Philippine political organizer

Benito Tiamzon (March 20, 1951 – August 22, 2022) was a Filipino political organizer and until his arrest in March 2014 by Philippine security forces, was believed to be the Chairman of the Communist Party of the Philippines (CPP) and its armed wing, the New People's Army (NPA).

Born and raised in Marikina, Tiamzon attended the University of the Philippines Diliman beginning in 1969, where he wrote for the Philippine Collegian. Joining the Samahang Demokratiko ng Kabataan (Association of Democratic Youth; SDK) as a student, he would eventually become a member of the CPP, in which he helped organize labor unions in Marikina and Caloocan.

Tiamzon secretly married his fellow activist Wilma Austria in early 1973, but was later arrested and detained in Fort Bonifacio by July during martial law. A year later, he was released and soon after would move with Wilma to the island of Samar in the Eastern Visayas region. In later years, Tiamzon would be credited with transforming Eastern Visayas into a solid base for the NPA in its insurgency movement. During a brief power struggle in the CPP, Tiamzon reportedly became the leader of the party upon successively acquiring the positions of chairman and secretary general in 1986 and 1987 respectively.

In March 2014, Tiamzon and Wilma were captured by both the Armed Forces of the Philippines (AFP) and the Philippine National Police (PNP) in Carcar, Cebu, but they were eventually released from detention in 2016 by President Rodrigo Duterte to participate in peace talks between the government and the National Democratic Front. After peace talks fell through, the couple evaded an order for their rearrest and transferred back to Samar. A boat explosion off the coast of Samar during an AFP Joint Task Force operation on August 22, 2022, is speculated to have resulted in the deaths of Tiamzon and Wilma, but the military refrained from confirming this due to lack of evidence.

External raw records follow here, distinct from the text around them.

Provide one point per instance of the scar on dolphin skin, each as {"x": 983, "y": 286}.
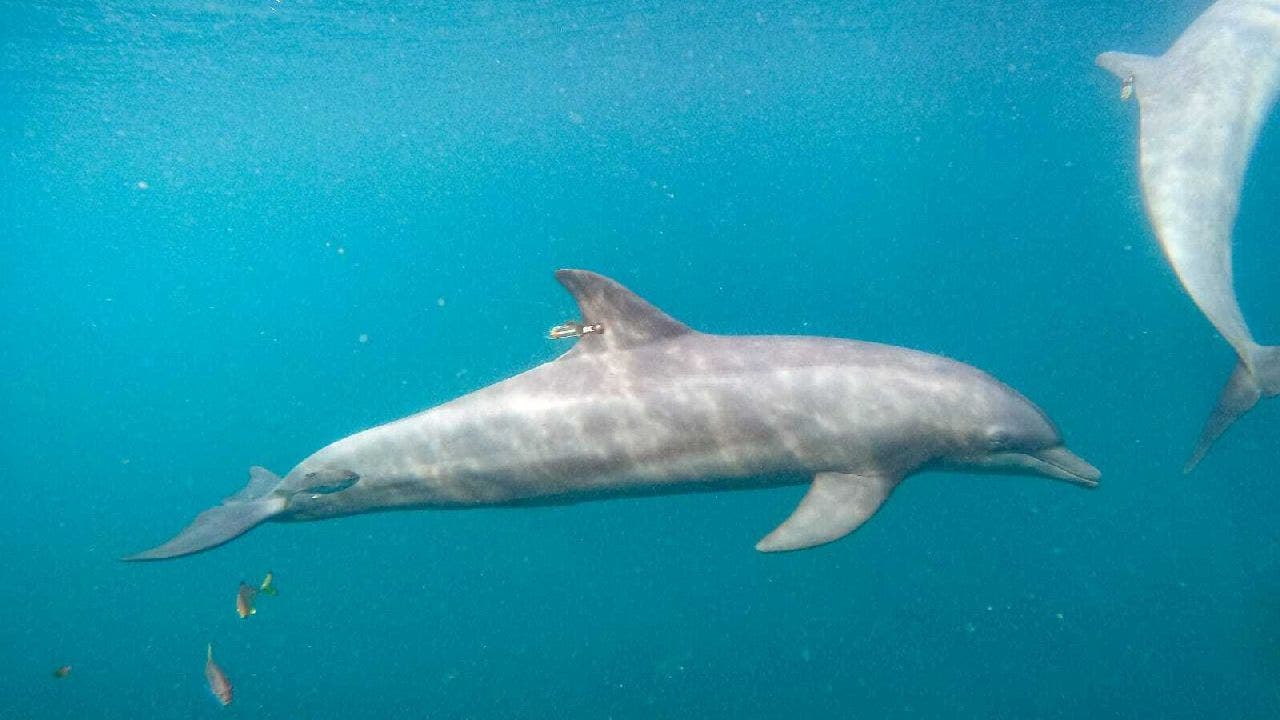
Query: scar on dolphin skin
{"x": 1202, "y": 105}
{"x": 645, "y": 405}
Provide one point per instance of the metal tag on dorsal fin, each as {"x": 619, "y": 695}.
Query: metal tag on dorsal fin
{"x": 574, "y": 328}
{"x": 631, "y": 320}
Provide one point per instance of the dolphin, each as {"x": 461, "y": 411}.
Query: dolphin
{"x": 1202, "y": 104}
{"x": 643, "y": 404}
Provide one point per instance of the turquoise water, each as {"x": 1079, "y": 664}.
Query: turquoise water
{"x": 206, "y": 206}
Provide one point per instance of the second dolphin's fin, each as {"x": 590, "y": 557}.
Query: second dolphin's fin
{"x": 1242, "y": 392}
{"x": 835, "y": 506}
{"x": 233, "y": 518}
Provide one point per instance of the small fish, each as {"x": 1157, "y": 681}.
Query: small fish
{"x": 268, "y": 584}
{"x": 245, "y": 600}
{"x": 218, "y": 682}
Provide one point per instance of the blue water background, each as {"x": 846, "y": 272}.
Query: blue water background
{"x": 206, "y": 205}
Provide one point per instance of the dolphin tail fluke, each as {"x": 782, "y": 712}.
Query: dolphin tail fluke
{"x": 233, "y": 518}
{"x": 1242, "y": 392}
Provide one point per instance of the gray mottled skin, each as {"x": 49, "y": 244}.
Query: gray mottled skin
{"x": 1203, "y": 103}
{"x": 653, "y": 406}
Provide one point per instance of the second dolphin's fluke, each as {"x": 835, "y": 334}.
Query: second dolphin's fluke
{"x": 645, "y": 405}
{"x": 1203, "y": 103}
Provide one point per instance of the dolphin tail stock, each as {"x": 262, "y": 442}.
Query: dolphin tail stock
{"x": 1249, "y": 382}
{"x": 238, "y": 514}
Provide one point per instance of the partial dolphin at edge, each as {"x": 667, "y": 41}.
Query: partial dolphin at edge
{"x": 1203, "y": 103}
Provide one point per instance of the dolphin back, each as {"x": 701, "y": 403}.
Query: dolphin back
{"x": 238, "y": 514}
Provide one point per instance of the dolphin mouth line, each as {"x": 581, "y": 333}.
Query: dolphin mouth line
{"x": 1063, "y": 464}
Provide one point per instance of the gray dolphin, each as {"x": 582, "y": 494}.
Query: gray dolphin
{"x": 643, "y": 404}
{"x": 1202, "y": 105}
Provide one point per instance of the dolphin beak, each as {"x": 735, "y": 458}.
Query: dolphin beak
{"x": 1065, "y": 465}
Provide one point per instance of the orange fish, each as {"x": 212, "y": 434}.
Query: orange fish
{"x": 245, "y": 600}
{"x": 218, "y": 682}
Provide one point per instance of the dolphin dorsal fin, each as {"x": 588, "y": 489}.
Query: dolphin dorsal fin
{"x": 627, "y": 319}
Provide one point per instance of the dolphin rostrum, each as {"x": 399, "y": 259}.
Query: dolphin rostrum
{"x": 643, "y": 404}
{"x": 1202, "y": 105}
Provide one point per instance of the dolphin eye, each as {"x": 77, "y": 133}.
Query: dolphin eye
{"x": 997, "y": 438}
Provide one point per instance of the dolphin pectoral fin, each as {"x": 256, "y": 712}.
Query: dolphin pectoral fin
{"x": 835, "y": 506}
{"x": 216, "y": 525}
{"x": 1239, "y": 396}
{"x": 260, "y": 482}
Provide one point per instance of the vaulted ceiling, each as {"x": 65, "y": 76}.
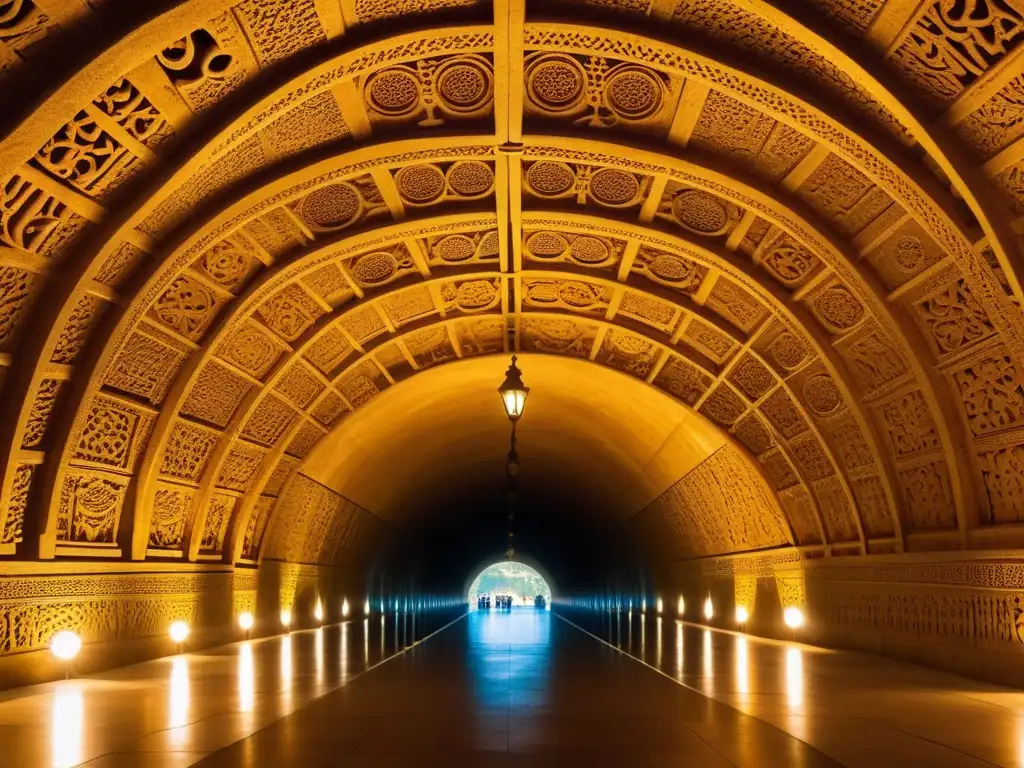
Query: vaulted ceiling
{"x": 228, "y": 227}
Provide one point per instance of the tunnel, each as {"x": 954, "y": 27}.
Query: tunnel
{"x": 270, "y": 268}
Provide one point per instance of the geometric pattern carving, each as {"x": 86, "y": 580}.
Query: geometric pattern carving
{"x": 215, "y": 394}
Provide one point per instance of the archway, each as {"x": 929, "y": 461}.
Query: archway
{"x": 521, "y": 583}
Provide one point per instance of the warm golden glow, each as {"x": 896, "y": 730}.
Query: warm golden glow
{"x": 68, "y": 726}
{"x": 794, "y": 617}
{"x": 66, "y": 645}
{"x": 179, "y": 631}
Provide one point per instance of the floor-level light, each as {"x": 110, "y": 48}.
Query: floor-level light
{"x": 246, "y": 622}
{"x": 179, "y": 631}
{"x": 66, "y": 645}
{"x": 794, "y": 617}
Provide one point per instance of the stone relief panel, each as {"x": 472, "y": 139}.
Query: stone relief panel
{"x": 722, "y": 506}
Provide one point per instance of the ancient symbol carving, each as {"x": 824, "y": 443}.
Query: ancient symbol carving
{"x": 170, "y": 510}
{"x": 420, "y": 183}
{"x": 788, "y": 261}
{"x": 702, "y": 213}
{"x": 671, "y": 269}
{"x": 1004, "y": 474}
{"x": 821, "y": 395}
{"x": 470, "y": 178}
{"x": 781, "y": 412}
{"x": 133, "y": 112}
{"x": 752, "y": 378}
{"x": 926, "y": 489}
{"x": 909, "y": 424}
{"x": 472, "y": 296}
{"x": 90, "y": 507}
{"x": 954, "y": 317}
{"x": 14, "y": 522}
{"x": 787, "y": 351}
{"x": 955, "y": 42}
{"x": 110, "y": 431}
{"x": 187, "y": 452}
{"x": 331, "y": 207}
{"x": 29, "y": 217}
{"x": 379, "y": 267}
{"x": 682, "y": 380}
{"x": 217, "y": 514}
{"x": 86, "y": 156}
{"x": 992, "y": 397}
{"x": 754, "y": 434}
{"x": 613, "y": 187}
{"x": 549, "y": 178}
{"x": 605, "y": 93}
{"x": 457, "y": 86}
{"x": 203, "y": 65}
{"x": 186, "y": 306}
{"x": 723, "y": 406}
{"x": 250, "y": 349}
{"x": 226, "y": 264}
{"x": 290, "y": 311}
{"x": 839, "y": 309}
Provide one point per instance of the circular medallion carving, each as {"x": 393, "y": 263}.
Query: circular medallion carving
{"x": 455, "y": 248}
{"x": 634, "y": 93}
{"x": 909, "y": 253}
{"x": 839, "y": 308}
{"x": 700, "y": 213}
{"x": 488, "y": 246}
{"x": 464, "y": 84}
{"x": 547, "y": 245}
{"x": 420, "y": 183}
{"x": 579, "y": 295}
{"x": 470, "y": 178}
{"x": 787, "y": 351}
{"x": 549, "y": 178}
{"x": 590, "y": 250}
{"x": 393, "y": 91}
{"x": 556, "y": 83}
{"x": 331, "y": 207}
{"x": 613, "y": 187}
{"x": 822, "y": 395}
{"x": 630, "y": 344}
{"x": 672, "y": 268}
{"x": 476, "y": 294}
{"x": 375, "y": 268}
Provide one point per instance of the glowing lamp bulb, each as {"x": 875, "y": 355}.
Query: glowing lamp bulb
{"x": 66, "y": 645}
{"x": 794, "y": 617}
{"x": 179, "y": 631}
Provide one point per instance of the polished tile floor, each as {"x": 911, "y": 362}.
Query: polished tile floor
{"x": 518, "y": 688}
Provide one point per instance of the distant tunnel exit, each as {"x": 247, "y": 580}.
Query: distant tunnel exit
{"x": 516, "y": 581}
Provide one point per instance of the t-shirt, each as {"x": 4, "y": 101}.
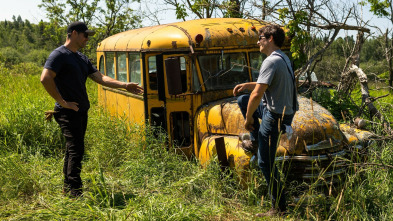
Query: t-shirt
{"x": 279, "y": 94}
{"x": 72, "y": 70}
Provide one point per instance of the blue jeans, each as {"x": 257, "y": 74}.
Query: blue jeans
{"x": 73, "y": 126}
{"x": 267, "y": 136}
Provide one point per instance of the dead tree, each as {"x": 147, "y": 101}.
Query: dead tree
{"x": 349, "y": 77}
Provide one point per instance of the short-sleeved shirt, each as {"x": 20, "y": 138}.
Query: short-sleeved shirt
{"x": 72, "y": 70}
{"x": 279, "y": 94}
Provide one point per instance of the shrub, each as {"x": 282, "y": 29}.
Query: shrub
{"x": 26, "y": 69}
{"x": 10, "y": 56}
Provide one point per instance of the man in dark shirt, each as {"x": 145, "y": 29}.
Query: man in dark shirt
{"x": 64, "y": 78}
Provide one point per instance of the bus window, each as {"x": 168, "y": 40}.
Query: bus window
{"x": 196, "y": 86}
{"x": 223, "y": 71}
{"x": 183, "y": 73}
{"x": 256, "y": 59}
{"x": 135, "y": 67}
{"x": 153, "y": 73}
{"x": 101, "y": 65}
{"x": 121, "y": 62}
{"x": 110, "y": 64}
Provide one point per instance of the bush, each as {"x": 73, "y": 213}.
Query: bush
{"x": 37, "y": 56}
{"x": 26, "y": 69}
{"x": 10, "y": 56}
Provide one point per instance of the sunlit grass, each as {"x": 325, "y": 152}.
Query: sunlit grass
{"x": 126, "y": 178}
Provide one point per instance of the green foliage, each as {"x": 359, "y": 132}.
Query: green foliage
{"x": 298, "y": 36}
{"x": 106, "y": 17}
{"x": 181, "y": 12}
{"x": 9, "y": 56}
{"x": 380, "y": 7}
{"x": 131, "y": 175}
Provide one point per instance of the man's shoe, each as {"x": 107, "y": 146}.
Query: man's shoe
{"x": 271, "y": 213}
{"x": 249, "y": 146}
{"x": 76, "y": 193}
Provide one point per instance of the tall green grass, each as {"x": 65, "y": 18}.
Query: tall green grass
{"x": 126, "y": 178}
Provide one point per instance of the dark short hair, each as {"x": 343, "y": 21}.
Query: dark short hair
{"x": 273, "y": 30}
{"x": 79, "y": 27}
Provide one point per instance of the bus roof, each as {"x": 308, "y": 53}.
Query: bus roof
{"x": 217, "y": 33}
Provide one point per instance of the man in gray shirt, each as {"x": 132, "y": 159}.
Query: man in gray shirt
{"x": 273, "y": 99}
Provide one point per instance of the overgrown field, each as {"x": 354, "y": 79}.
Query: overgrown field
{"x": 130, "y": 178}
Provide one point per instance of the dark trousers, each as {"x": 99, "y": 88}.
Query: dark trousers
{"x": 73, "y": 126}
{"x": 267, "y": 136}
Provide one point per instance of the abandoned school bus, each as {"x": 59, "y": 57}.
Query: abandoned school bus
{"x": 188, "y": 70}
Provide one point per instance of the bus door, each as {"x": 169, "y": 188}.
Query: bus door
{"x": 178, "y": 100}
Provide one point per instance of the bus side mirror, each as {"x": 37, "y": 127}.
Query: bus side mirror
{"x": 173, "y": 75}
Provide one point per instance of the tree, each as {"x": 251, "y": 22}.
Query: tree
{"x": 107, "y": 17}
{"x": 384, "y": 9}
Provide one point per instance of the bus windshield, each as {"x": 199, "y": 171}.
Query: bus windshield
{"x": 223, "y": 71}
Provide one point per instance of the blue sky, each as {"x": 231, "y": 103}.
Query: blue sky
{"x": 27, "y": 9}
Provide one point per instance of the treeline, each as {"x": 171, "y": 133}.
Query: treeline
{"x": 24, "y": 42}
{"x": 372, "y": 59}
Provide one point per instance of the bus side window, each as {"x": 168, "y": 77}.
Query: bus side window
{"x": 196, "y": 86}
{"x": 110, "y": 64}
{"x": 101, "y": 65}
{"x": 121, "y": 66}
{"x": 153, "y": 73}
{"x": 134, "y": 60}
{"x": 256, "y": 59}
{"x": 183, "y": 74}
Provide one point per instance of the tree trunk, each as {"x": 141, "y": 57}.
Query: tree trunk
{"x": 348, "y": 81}
{"x": 388, "y": 56}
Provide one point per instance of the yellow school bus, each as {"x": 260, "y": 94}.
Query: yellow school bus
{"x": 188, "y": 71}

==Early life and education==
Tiamzon was born and raised in Marikina. His parents were both workers in the town's shoemaking industry, and he was the fourth of eight children. According to Manila Times columnist Rigoberto Tiglao, a former head of the Manila-Rizal chapter of the Communist Party of the Philippines (CPP) in the early 1970s, Tiamzon grew up in a family that was neither rich nor poor, and that his family "either had a small business or a farm in Marikina."

Tiamzon graduated as salutatorian from Rizal High School alongside his future spouse Wilma Austria in 1969, and both later enrolled in the University of the Philippines Diliman (UP Diliman). He was a writer for the Philippine Collegian, the university's student publication, and a member of the UP Alpha Sigma Fraternity. He later joined the Samahang Demokratiko ng Kabataan ("Association of Democratic Youth") a progressive group which along with Kabataang Makabayan ("Patriotic Youth") formed the vanguard of the national democratic movement in the Philippines during the presidency of Ferdinand Marcos, especially during his second term.

He earned a Bachelor of Science degree in chemical engineering and a Bachelor of Arts degree in history from UP Diliman.

==Career==
Tiamzon recalled in an interview with Bulatlat that his efforts for the Leftist movement began when he attended his first demonstration on January 26, 1970 during the State of the Nation Address of President Ferdinand Marcos, which marked the beginning of the First Quarter Storm. He would later organize labor unions for market vendors and workers in Marikina and Caloocan. In 1973, he was arrested after Marcos declared martial law. Detained in Fort Bonifacio, he managed to escape and remained a fugitive until his 2014 arrest.

In the 1970s Tiamzon was sent to Samar to provide "political redirection" for the NPA cadre there. In 1975 he became the Secretary of the CPP's Eastern Visayas Regional Party Committee. In 1976, the CPP issued an organizational document that guided the movement's work in the countryside; Tiamzon was believed to have been responsible for writing most of that document, drawing on his vast experience in Samar. Other former posts include commands of the CPP's Southern Luzon Commission and Sorsogon Regional Mobile Force, and secretary of the CPP's National Commission for Mass Movement. According to the Armed Forces of the Philippines, Tiamzon was involved in many of the CPP's major activities since 1987 when Jose Maria Sison, the CPP's founding chairman, went into exile in the Netherlands. Tiamzon consolidated the CPP in the 1990s after it suffered a split as a consequence of the Second Great Rectification Movement. He formally became the party's Chairman between 2004 and 2008.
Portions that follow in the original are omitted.